I've trained with paper and EMR. I've practiced with paper and EMR. I would only suggest paper for a small, private, solo type practice where no one else really will ever read your notes.
Other than that scenario, EMR is the lesser of two evils.
-paper charts people will take your notes out and not put them back - and you get harassed where's your notes?
-paper charts people will miss file your notes after taking them out - and you get harassed where's your notes?
-paper charts will explode once they get too full *pop* and there are now several hundred pages of stuff lying on the unit floor...
-paper charts slowly wear/tear the holes, and now a sheet escapes... some one needs to catch this and put the reinforcers on it. But wait, where are the circle reinforcers?
-paper charts just aren't legible, and if they are, they take so much time to read each persons unique print or cursive. Can younger generations even read cursive anymore?
-paper charts are constricting with their boxes. Need to write more? Will you really get another sheet to label as an addendum?
-Paper charts ... WHERE IS THE CHART? WHO HAS THE CHART?
-paper charts... where are the vitals? were the vitals even done? who has the vitals?
-paper charts, delays in dictation system that can take a day or two.
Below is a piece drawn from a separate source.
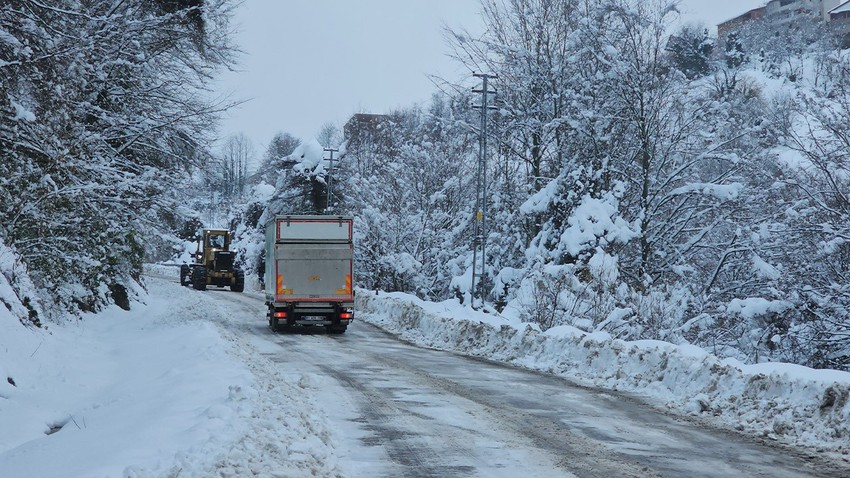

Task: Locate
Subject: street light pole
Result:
[324,148,339,214]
Rounding on patients with notes that are 1-2 days old is frustrating, and takes more time to piece together with looking at the order section and MAR to see if any noteworthy med changes, or nursing notes if any noteworthy events.
-paper charts lead to wrist pain and finger calluses. Then minor things like your pen running out of ink, now your replacement pen for the day is the cheapest basic pen that isn't what your prefer for flow/quality/efficiency of writing.
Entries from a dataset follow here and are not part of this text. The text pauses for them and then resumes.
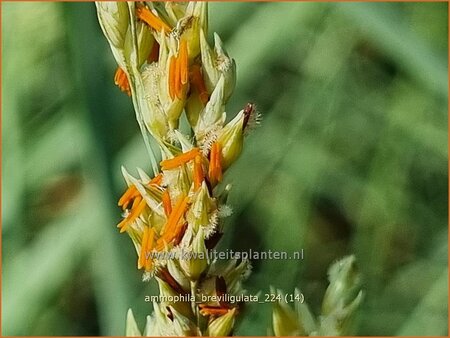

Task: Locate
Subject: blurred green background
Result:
[2,2,448,335]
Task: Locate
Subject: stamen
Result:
[114,67,131,96]
[117,185,139,210]
[158,267,186,294]
[208,142,222,185]
[169,56,177,100]
[162,189,172,217]
[160,148,200,170]
[145,228,155,271]
[189,65,209,105]
[138,226,149,269]
[194,155,205,190]
[148,173,163,185]
[147,41,159,64]
[156,195,189,244]
[136,7,172,33]
[178,40,189,85]
[175,55,182,99]
[120,197,147,233]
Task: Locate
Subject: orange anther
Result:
[148,173,162,185]
[161,189,172,217]
[169,56,177,100]
[194,155,205,190]
[138,226,149,269]
[145,228,155,271]
[178,39,189,85]
[118,197,147,232]
[160,148,200,170]
[156,195,189,245]
[147,41,159,64]
[114,67,131,96]
[174,55,182,99]
[208,142,222,185]
[117,185,139,210]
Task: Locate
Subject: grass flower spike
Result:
[97,2,362,336]
[97,2,258,336]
-paper charts when on call, nurses are slower too, you hear them flipping through page after page when you ask them, hey what meds is this person on? Pure time waste.
-Paper charts also have charting. This really is dependent on the clinician not the charting method. Paper chart docs if dictating can use thier same canned phrase over and over with each patient, and you are left wondering what the heck is going on with this patient really? EMR can have the same effect with cut and paste, or just very anemic templates.
-Paper charts also require extra time to circle back to medical records to sign the verbal or other orders you missed.
-Paper charts FINGER CUTS.
-Paper charts, WHERE ARE THE PATIENT IDENTIFIER STICKERS. They seem to run out and now you can't appropriately label your notes because, ya got no stickers.
-Paper charts, morning treatment team meetings take longer, because don't know their patients, and if they even reach for the charts to appropriately answer questions, it takes more time than an EMR to find the answer.
-Paper charts, it really gets old fast, signing your name, dating it, and timing it on EACH PIECE OF PAPER.
-paper charts, make a mistake? sign / date that too!
-paper charts, can't read your own hand writing.
-paper charts, nurses can't read your own hand writing so they page you (rightly so!) which means more pages
-Paper charts, don't have the miracle of CARE EVERYWHERE like Epic does.